The Pan-Africanist movement said it received the news of the demise of the liberation icon and religious leader “with shock but with total submission to the will of God.”
The late cleric was a South African theologian but renowned anti-apartheid and human right activist on the world stage.
He was the Bishop of Johannesburg for a year from 1985 and the Archbishop of Cape Town from 1986 to 1996, in both cases being the first black African to hold the position. Theologically, he sought to fuse black African nationalist ideas and Christian liberation theology.

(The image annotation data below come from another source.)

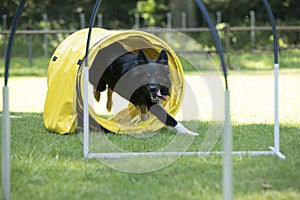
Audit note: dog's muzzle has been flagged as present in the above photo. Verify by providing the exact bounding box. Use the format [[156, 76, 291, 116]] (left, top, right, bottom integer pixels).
[[149, 84, 166, 103]]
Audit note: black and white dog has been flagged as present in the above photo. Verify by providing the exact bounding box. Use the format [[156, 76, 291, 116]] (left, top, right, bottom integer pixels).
[[94, 50, 198, 136]]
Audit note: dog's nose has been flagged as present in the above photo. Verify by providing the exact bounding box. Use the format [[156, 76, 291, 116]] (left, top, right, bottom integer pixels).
[[149, 83, 157, 92]]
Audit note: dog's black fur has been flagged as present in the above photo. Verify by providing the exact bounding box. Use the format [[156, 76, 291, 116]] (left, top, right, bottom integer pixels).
[[94, 50, 178, 127]]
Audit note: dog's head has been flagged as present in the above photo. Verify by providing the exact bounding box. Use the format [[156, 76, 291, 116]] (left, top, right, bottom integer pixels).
[[137, 50, 171, 103]]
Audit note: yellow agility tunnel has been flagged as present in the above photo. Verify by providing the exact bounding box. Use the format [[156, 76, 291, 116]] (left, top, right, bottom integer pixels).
[[43, 28, 184, 134]]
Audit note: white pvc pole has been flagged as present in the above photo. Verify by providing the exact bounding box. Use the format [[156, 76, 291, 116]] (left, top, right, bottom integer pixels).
[[2, 86, 10, 200], [274, 63, 280, 152], [83, 65, 89, 158], [223, 90, 233, 200]]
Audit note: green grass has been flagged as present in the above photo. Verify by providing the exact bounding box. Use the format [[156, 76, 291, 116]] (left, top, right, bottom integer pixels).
[[0, 57, 49, 77], [0, 113, 300, 200]]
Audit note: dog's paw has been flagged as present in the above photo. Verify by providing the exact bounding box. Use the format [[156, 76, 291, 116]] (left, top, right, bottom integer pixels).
[[94, 89, 100, 102], [106, 101, 112, 112], [174, 122, 199, 136]]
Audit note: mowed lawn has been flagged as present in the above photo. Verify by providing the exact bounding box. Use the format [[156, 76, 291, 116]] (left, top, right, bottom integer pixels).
[[0, 70, 300, 200]]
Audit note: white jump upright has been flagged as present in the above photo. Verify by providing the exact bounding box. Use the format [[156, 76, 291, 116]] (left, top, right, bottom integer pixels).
[[2, 86, 11, 200], [269, 63, 285, 160]]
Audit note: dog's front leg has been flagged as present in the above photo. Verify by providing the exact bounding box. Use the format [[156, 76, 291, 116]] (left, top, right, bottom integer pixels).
[[106, 87, 113, 112], [140, 105, 149, 121], [94, 88, 100, 102]]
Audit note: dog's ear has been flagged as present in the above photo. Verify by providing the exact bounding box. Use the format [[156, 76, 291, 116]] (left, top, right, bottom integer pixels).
[[137, 50, 148, 65], [156, 50, 168, 65]]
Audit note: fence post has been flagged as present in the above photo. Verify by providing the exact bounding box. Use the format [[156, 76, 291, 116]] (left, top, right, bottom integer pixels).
[[134, 13, 140, 28], [216, 11, 222, 24], [250, 10, 256, 52], [167, 12, 172, 29], [181, 12, 186, 50], [2, 14, 7, 58], [26, 20, 32, 67], [79, 13, 85, 29], [97, 13, 103, 28], [43, 13, 49, 58]]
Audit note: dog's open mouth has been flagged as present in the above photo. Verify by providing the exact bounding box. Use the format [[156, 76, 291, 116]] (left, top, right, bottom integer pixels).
[[151, 90, 167, 103]]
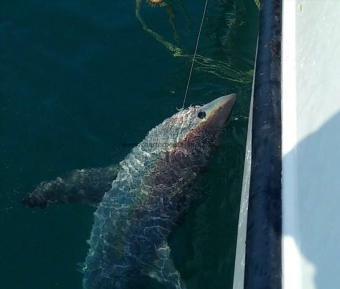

In a statement by its spokesperson, Mr. Oluwatosin Dixon, NBM said the world would miss the teachings of the late Bishop. “As a body, we pray that death should be peaceful eternal rest for him,” the statement said.
Tutu was fearless and spoke against the discriminatory policies of the former apartheid enclave which were anchored on institutional racism. It was at a time that South Africans were afraid to speak against the brutal White supremacist Pretoria regime which regarded black Africans inferior.
Tutu’s political soulmate was the late iconic liberation figure, Dr. Nelson Mandela, who came out of decades in jail to be the country’s first president democratically elected under universal suffrage.
Both liberation icons got the Nobel Peace Prize. Expectedly, eulogies by leaders and others were still pouring in from all parts of the world for Tutu who lived a selfless life among the ordinary people, stood up for them and the country while preaching racial harmony and reconciliation.
The world cannot forget in a hurry when he appeared before the Truth and Reconciliation Commission set up by President Mandela and publicly shed tears while remembering the horrors of apartheid.